Thursday, June 28, 2012

Thanks Jenna, for letting us know about The Need Fire

Hello everyone,

I hope you are all well. 

I'm sure there've been a couple times when I mentioned how much I enjoy Jenna Woginrich' Cold Antler Farm blog

And I'm telling you again today!  Below you'll read an excerpt from her upcoming book, Days of Grace.  She describes a ritual of beginning anew - after problems - within one's neighbourhood or community: the Need Fire.  Specific religions may be set aside; what's important is the "coming together to work through pain" and the work done by people to begin the Need Fire.

It is likely that many of you have been following the tragic events in Elliot Lake, Ontario, and hoped that the people trapped in the collapsed building would survive.  Like me, you might be struggling to remind yourself that families and neighbours and communities do pick themselves up, come together and continue after awful things happen ... and that the recovery takes many forms, unique to the people who come together.  Still shaking my head at the latest news coverage and the pain in the eyes of those whose loved ones died, Jenna's book excerpt helps me take a breath and feel a bit more centered.  I wish friendships to everyone in Elliot Lake who is affected by the deaths and the job losses. 

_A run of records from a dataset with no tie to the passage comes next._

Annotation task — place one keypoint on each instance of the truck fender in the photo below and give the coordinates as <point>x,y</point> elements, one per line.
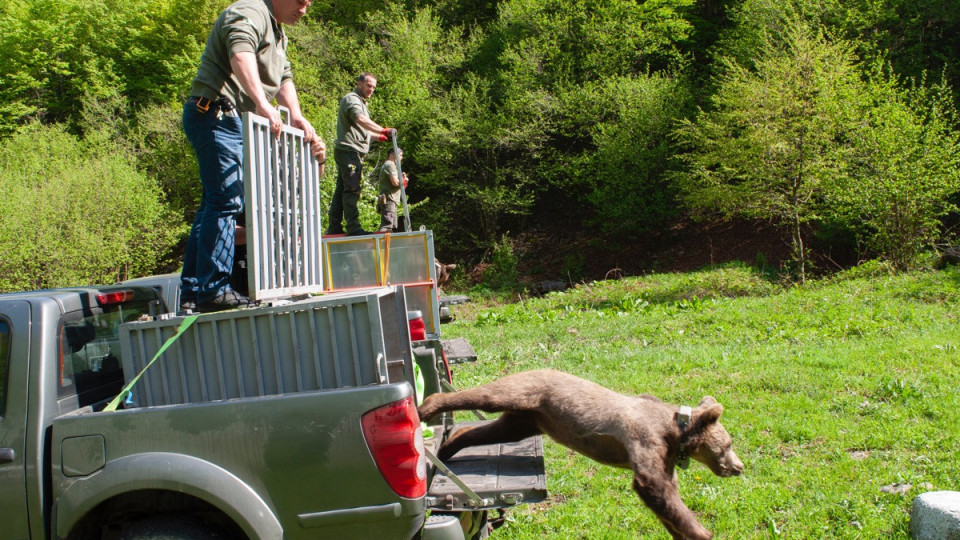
<point>171,472</point>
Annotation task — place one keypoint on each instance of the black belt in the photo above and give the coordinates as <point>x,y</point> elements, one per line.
<point>221,105</point>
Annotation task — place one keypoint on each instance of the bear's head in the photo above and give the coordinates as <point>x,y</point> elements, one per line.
<point>709,443</point>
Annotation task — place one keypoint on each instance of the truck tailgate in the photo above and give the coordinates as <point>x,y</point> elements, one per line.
<point>502,474</point>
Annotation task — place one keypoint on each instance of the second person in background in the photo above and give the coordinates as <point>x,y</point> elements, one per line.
<point>354,132</point>
<point>390,191</point>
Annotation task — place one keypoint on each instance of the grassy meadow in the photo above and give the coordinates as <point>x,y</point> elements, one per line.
<point>832,390</point>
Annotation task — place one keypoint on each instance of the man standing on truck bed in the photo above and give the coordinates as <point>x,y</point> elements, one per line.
<point>354,129</point>
<point>244,67</point>
<point>390,192</point>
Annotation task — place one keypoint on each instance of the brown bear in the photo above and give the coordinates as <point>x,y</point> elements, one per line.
<point>638,433</point>
<point>443,272</point>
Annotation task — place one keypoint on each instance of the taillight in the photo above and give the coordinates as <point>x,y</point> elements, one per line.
<point>114,297</point>
<point>395,439</point>
<point>418,330</point>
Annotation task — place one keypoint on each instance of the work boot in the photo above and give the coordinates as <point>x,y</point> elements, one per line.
<point>226,299</point>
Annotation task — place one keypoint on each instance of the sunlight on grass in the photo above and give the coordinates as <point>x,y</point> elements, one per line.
<point>831,391</point>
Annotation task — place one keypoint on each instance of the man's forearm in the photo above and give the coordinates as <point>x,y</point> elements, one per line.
<point>244,65</point>
<point>366,123</point>
<point>287,96</point>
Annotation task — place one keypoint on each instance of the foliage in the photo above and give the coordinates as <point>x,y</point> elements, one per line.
<point>832,390</point>
<point>502,272</point>
<point>75,212</point>
<point>771,139</point>
<point>628,121</point>
<point>60,53</point>
<point>902,168</point>
<point>516,110</point>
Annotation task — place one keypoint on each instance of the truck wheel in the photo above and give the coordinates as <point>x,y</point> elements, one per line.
<point>169,528</point>
<point>476,525</point>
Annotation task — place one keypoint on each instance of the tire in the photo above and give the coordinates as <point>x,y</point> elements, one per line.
<point>169,528</point>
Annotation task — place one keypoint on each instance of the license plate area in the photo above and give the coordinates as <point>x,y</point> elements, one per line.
<point>503,475</point>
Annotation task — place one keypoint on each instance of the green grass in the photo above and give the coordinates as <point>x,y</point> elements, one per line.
<point>832,390</point>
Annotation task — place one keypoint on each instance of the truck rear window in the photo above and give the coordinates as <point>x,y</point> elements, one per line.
<point>91,366</point>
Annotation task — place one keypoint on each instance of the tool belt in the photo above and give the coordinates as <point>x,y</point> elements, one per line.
<point>222,106</point>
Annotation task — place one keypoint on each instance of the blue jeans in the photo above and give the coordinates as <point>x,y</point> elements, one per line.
<point>208,261</point>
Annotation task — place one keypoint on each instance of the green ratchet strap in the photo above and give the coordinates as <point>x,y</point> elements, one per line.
<point>449,388</point>
<point>112,406</point>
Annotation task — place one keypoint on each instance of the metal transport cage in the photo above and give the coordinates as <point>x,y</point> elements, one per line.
<point>334,341</point>
<point>356,262</point>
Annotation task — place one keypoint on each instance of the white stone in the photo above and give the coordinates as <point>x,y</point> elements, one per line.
<point>936,516</point>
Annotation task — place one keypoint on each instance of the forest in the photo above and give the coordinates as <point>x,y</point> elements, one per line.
<point>834,121</point>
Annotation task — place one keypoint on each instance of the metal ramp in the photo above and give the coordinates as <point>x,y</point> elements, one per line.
<point>281,182</point>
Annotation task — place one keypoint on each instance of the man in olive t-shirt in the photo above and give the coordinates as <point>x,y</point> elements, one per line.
<point>243,68</point>
<point>390,191</point>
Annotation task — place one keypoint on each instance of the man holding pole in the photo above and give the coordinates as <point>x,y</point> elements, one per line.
<point>354,131</point>
<point>243,68</point>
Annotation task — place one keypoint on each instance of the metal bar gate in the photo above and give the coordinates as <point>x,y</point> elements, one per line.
<point>281,182</point>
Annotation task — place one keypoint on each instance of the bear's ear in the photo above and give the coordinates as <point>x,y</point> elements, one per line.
<point>710,413</point>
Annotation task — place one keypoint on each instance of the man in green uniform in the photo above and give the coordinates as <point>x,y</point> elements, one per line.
<point>389,196</point>
<point>244,67</point>
<point>354,131</point>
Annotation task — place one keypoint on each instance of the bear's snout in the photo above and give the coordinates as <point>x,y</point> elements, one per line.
<point>730,465</point>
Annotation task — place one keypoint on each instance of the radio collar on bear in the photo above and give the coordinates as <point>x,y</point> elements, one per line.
<point>683,420</point>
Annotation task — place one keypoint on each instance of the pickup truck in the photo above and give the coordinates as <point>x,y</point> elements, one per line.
<point>339,462</point>
<point>293,419</point>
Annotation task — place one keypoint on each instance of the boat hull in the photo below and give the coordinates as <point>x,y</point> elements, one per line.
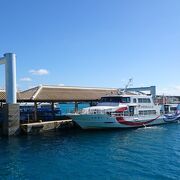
<point>103,121</point>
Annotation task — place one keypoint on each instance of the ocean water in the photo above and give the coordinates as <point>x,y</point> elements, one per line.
<point>144,153</point>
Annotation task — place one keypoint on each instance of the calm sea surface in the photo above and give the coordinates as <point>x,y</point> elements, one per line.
<point>144,153</point>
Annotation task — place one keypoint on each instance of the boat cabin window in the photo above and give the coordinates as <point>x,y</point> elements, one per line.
<point>144,100</point>
<point>115,99</point>
<point>147,112</point>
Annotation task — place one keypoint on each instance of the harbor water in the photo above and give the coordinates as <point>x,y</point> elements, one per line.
<point>143,153</point>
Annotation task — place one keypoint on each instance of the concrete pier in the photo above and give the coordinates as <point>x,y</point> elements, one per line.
<point>40,127</point>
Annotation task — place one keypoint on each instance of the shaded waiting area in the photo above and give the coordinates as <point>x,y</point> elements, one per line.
<point>59,94</point>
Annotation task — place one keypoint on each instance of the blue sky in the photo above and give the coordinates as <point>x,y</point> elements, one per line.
<point>96,43</point>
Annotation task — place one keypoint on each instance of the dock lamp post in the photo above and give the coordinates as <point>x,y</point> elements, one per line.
<point>11,115</point>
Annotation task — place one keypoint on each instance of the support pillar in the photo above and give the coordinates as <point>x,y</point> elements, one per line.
<point>35,111</point>
<point>53,113</point>
<point>76,107</point>
<point>11,116</point>
<point>11,113</point>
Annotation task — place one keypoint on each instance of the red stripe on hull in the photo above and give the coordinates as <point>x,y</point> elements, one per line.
<point>130,123</point>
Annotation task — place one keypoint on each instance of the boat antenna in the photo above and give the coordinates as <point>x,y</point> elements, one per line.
<point>128,84</point>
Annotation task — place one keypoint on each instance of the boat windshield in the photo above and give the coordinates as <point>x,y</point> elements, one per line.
<point>115,100</point>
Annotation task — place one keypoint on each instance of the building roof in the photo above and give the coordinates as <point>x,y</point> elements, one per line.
<point>64,93</point>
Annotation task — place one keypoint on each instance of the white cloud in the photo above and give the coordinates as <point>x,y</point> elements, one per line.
<point>39,72</point>
<point>26,79</point>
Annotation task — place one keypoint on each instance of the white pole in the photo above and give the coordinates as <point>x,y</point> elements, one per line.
<point>10,69</point>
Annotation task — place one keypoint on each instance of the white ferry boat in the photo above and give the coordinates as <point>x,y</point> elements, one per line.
<point>123,111</point>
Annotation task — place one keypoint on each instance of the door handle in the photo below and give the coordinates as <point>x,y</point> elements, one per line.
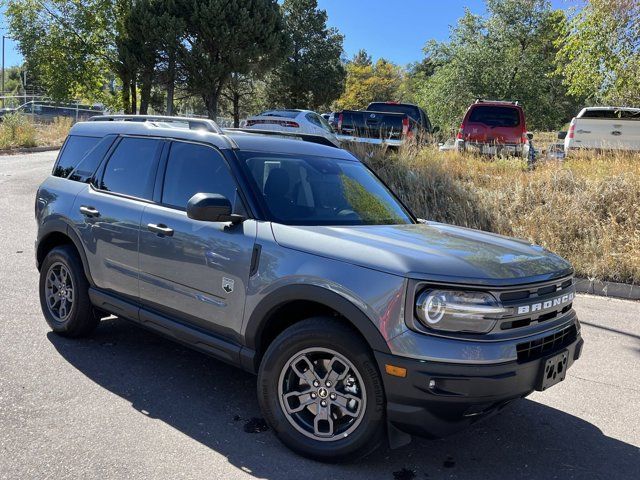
<point>160,229</point>
<point>89,211</point>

And I wish friendships for all of you.  I hope you find your own meaning in Jenna's post.

Best regards,

Why's Woman
 from Jenna Woginrich' blog, Cold Antler Farm   

"There’s an ancient tradition in the Scottish Highlands called Tein'-éigin (Tine-Aye-Gan), In English: The Need Fire. Whenever a group of farmers or clansmen felt a particularly bad patch of luck had hit their cattle or community, all the home’s hearth fires were put out and a new fire was started for all. This fire was special, incredibly so. It was a fire for the commons, started not with a match or fuel, but by friction. You needed to light embers with the traditional methods of rope against wood because it was a blaze to be earned. Once it got started in earnest it burned high and wet wood was added to create smoke. Lots and lots of smoke. Farmers would run their cattle or horses through it, a baptism and cleansing, a prayer on the ashy hoof. The smoke was supposed to heal, and all it touched would aid those in need.

After the fire was smoldering, prayers sent up to the likes of Brigit (Saint or Goddess, depending on personal leanings or time period)—everyone grabbed coals and burning logs from the common fire, and took it home to start anew. They lit their own hearths again from that ritual, knowing that the whole clan was there together in whatever happened. They’d deal with the cattle, the limping horses, the bad crops—they were a community and they had the embers to prove it.

I have yet to gather my own clan up here for a Tein'-éigin, but I can assure you this much, they would all come. Everyone will have different ideas about religion, some will have no faith at all, but the Need Fire isn’t necessarily about deity, it is about each person’s trust in the larger community. That as a group we are more and capable of support and the healing of each other than any household or farm alone is. If my farm hosted a Need Fire I’d know Jesus, Buddah, St. Brigit, and Gaia would be present in the hearts of the attendees. Each religion would walk us separately to our bonfire. All those beautiful internal fires of belief just add to its strength. Like different woods create different sparks and slow burns, they come as one under the heat of the moment, the need.

And whether your friends and family actually create a smoky fire in a state park or just meet for coffee, the point and spirit of the Tein'-éigin lives on. It’s about coming together to work through pain. We see examples of it every day: Town Meeting Night over in Vermont, Personal interventions with addicts, prayer groups in church basements, Rotary Club and Girl Scout meetings alike. These are all examples of common hearts and minds coming together in support and change for something bigger than themselves, something better. Perhaps it is the farmer in me, or the romantic, but I can’t see a difference in any of these examples. I see the same hope swirling from the smoke of a 1356 Bonfire in the Highlands and the steam coming off a coffee cup in a church basement’s AA meeting. Strength comes from community support, so does change for the better.

So, dear friends, who would light a Need Fire with you? Who are the members of your clan? If there is something you ache for, or wish to heal, why not gather the support of your people? It took moving to a farming community for me to fully understand the idiocy of self-suffiency. Either in survival or spirit, community is what has the ability to thrive.

You don't have to be a religious person to let the Tein'-éigin burn in your heart. You just need to believe that a better life is something worth believing in. May your clan light the way.
-Excerpt from Jenna Woginrich' upcoming book, Days of Grace.